Andrew Ladd’s second stint in Chicago was, in some ways, like his first one.

He had good teammates and enjoyed being around them again. He had nothing but good things to say about the organization that welcomed him here for the second time in his career.

The only difference was the abrupt postseason ending.

“It’s disappointing, for sure,” Ladd said during Wednesday’s wrap-up interviews. “You bring your family here and move your whole life. You want to make a run for it, make it worthwhile. Unfortunately it didn’t work out that way.”

Ladd’s stay with the Blackhawks is likely to be a brief one. They traded for the veteran, who was part of their 2010 Stanley Cup team, figuring he could be a key piece for another run. It wasn’t to be. Ladd had a quiet postseason, recording just two points in the Blackhawks’ seven-game series against the St. Louis Blues.

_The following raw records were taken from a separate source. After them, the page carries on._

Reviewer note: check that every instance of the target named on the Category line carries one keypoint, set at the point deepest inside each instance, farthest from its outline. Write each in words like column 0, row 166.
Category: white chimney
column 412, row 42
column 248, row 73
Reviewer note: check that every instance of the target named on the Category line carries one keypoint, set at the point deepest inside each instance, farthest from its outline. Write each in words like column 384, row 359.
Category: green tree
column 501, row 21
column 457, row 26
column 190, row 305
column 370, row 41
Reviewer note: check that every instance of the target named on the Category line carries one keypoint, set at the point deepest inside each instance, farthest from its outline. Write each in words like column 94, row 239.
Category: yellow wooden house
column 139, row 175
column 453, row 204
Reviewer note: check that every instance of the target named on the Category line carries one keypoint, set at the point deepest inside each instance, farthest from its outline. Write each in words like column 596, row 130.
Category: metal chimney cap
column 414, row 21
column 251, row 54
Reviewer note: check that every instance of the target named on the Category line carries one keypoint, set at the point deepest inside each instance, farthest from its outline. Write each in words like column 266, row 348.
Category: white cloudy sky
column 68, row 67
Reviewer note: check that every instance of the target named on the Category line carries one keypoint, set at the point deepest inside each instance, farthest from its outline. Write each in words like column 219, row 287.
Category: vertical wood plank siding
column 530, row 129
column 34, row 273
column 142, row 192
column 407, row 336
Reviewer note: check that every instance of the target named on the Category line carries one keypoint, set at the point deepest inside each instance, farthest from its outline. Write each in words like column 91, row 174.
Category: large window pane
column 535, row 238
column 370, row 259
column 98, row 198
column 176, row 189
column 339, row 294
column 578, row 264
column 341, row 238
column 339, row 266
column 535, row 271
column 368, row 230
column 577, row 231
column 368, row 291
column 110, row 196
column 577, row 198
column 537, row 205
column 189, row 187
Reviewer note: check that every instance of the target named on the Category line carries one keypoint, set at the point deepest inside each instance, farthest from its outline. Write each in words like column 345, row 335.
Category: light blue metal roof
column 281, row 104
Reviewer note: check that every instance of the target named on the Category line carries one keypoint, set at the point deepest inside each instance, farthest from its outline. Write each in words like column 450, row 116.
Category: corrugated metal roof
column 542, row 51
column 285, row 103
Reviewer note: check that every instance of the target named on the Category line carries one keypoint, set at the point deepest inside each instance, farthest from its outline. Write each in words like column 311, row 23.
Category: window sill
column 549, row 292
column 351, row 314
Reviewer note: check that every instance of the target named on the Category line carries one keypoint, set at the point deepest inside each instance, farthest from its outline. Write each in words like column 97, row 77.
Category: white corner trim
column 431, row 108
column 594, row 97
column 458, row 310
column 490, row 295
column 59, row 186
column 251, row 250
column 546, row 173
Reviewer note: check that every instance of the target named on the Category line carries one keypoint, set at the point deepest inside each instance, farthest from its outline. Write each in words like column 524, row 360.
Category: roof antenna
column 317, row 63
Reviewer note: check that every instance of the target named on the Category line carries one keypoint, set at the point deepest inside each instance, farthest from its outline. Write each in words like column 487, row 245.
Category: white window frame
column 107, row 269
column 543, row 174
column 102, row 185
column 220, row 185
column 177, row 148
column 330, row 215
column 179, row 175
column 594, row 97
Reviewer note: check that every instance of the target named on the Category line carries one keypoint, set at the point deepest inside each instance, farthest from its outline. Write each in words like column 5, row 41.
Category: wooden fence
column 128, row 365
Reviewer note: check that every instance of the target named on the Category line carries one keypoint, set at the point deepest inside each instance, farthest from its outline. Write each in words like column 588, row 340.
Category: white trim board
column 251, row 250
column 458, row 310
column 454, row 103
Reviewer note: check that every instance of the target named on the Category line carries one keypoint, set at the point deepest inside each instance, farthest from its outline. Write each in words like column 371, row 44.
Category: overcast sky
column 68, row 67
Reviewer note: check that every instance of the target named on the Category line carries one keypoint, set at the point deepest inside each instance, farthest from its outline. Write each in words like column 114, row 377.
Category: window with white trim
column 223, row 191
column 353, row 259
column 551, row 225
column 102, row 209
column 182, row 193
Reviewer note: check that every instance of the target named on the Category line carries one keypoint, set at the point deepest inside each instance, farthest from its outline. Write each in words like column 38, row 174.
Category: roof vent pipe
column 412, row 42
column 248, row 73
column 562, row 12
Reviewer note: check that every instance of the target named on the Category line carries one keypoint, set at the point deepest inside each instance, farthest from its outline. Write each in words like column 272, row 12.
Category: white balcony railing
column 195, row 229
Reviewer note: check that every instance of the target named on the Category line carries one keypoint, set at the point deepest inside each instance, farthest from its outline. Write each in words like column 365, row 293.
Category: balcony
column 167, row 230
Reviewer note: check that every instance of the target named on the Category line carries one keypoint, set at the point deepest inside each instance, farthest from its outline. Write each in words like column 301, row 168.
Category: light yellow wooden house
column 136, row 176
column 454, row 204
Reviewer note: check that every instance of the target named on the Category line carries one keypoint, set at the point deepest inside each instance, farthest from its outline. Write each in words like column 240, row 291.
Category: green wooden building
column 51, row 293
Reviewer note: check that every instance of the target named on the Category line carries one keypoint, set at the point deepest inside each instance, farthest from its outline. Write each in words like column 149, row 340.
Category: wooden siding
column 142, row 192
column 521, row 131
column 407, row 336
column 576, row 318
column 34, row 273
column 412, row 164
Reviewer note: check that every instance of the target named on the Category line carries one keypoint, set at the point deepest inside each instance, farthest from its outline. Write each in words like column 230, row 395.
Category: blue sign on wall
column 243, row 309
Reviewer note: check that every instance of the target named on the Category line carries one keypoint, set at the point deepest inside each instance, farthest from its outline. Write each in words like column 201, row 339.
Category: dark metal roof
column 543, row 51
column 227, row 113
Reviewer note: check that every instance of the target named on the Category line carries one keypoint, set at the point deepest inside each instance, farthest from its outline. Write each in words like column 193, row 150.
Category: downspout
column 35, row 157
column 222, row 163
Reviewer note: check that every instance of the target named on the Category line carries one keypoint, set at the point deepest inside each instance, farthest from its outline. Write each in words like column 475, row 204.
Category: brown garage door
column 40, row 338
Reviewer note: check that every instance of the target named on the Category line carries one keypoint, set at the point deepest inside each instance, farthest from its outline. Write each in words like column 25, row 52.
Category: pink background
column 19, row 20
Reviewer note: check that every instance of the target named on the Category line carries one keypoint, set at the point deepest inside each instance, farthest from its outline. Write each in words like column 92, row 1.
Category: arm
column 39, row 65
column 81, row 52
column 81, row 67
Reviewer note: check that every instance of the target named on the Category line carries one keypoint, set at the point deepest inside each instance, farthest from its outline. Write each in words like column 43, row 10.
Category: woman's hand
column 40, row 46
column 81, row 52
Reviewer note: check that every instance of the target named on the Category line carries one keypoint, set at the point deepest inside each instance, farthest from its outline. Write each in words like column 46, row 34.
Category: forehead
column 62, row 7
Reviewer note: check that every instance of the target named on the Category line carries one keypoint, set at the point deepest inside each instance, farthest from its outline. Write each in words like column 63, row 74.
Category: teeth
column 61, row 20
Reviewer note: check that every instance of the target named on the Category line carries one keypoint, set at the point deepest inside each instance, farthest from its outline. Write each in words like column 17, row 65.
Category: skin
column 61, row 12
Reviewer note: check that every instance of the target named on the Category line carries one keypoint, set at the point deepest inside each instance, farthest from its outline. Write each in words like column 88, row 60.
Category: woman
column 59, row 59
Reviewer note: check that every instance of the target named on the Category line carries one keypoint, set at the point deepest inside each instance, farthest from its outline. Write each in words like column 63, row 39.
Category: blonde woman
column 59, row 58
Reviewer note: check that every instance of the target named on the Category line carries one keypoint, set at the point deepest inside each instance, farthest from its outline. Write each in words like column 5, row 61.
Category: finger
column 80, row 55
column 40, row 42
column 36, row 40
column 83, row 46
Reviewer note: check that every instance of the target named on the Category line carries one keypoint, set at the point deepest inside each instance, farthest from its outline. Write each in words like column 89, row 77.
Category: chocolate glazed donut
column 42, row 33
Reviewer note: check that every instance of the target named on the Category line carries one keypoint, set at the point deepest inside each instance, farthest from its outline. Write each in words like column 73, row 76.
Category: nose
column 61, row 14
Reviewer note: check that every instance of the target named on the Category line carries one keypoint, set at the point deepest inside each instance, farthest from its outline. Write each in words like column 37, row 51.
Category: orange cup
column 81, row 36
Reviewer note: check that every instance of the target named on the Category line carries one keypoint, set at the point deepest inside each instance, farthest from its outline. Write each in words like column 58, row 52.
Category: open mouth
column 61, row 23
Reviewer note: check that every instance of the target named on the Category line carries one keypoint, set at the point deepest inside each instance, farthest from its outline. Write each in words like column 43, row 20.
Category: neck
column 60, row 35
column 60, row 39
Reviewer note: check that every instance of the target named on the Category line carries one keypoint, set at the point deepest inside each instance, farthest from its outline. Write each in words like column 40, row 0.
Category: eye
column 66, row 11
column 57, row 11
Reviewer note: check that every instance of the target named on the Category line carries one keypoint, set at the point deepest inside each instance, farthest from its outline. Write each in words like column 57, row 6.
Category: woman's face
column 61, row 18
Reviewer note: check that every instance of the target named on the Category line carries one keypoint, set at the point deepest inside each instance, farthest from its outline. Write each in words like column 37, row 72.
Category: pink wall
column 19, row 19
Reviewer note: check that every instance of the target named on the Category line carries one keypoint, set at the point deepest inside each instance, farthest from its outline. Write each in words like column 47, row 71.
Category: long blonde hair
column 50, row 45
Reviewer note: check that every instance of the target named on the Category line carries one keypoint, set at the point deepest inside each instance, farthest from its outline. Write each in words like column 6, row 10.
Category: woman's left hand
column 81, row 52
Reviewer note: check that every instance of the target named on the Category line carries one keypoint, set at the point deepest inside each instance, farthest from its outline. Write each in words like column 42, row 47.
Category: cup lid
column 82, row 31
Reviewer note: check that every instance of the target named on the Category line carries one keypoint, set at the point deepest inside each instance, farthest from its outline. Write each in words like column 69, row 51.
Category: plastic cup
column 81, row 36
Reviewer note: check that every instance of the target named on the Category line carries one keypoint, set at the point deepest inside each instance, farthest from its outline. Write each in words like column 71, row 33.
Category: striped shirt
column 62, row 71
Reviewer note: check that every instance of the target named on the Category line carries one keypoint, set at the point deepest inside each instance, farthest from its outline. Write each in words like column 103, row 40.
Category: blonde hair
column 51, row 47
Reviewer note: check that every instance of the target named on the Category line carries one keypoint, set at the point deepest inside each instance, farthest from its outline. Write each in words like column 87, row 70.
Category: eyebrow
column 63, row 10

“It was a tight series, could’ve gone either way and that’s life,” he said. “You move on. Just happy to have the opportunity to come back and be a part of this group again.”

Ladd has reached that point in his career where he can look at the big picture. He’s won two Cups, one with the Blackhawks and the other with the Carolina Hurricanes. His family grew by another member earlier this month; Ladd brought his his son Walker Gordon, born April 14, home on Tuesday.

“It was a good day after what happened in St. Louis,” Ladd said. “It kind of put things in perspective when you can come home and take your mind off everything else.”

As for Ladd’s continuing hockey career, he said it’s not about getting the lucrative contract anymore as much as it’s about playing for a winner.

“I think I’m at the point in my career where I can make decisions based on being in a good situation. At the end of the day it’s not all about money for me. It’s about being in a good place for my family and being on a team that’s going to contend every year,” Ladd said. “You’d be crazy not to want to be a part of this group and this organization. We’ll see what happens.”

Chances are the Blackhawks and Ladd will not be together in the near future. The Blackhawks are once again facing a salary-cap crunch and, if there is a high-priority signee for them, it’s Andrew Shaw. Even that possibility is a tough one.

Still, Ladd’s not ruling anything out. Ladd’s latest playoff run with the Blackhawks was much shorter than he or they would have liked. But the Blackhawks have the pieces to contend again, and Ladd wouldn’t mind being a part of it.

“Every guy’s at a different point in his career in terms of what he wants to accomplish, whether he has a family or he’s getting on later in his career and wants to be part of a contender,” Ladd said. “There are a lot of things that go into that. You evaluate that individually and try to make the best decision possible for yourself and for your family. At the end of the day, you try to do whatever’s possible to be a part of a group and an organization like this.”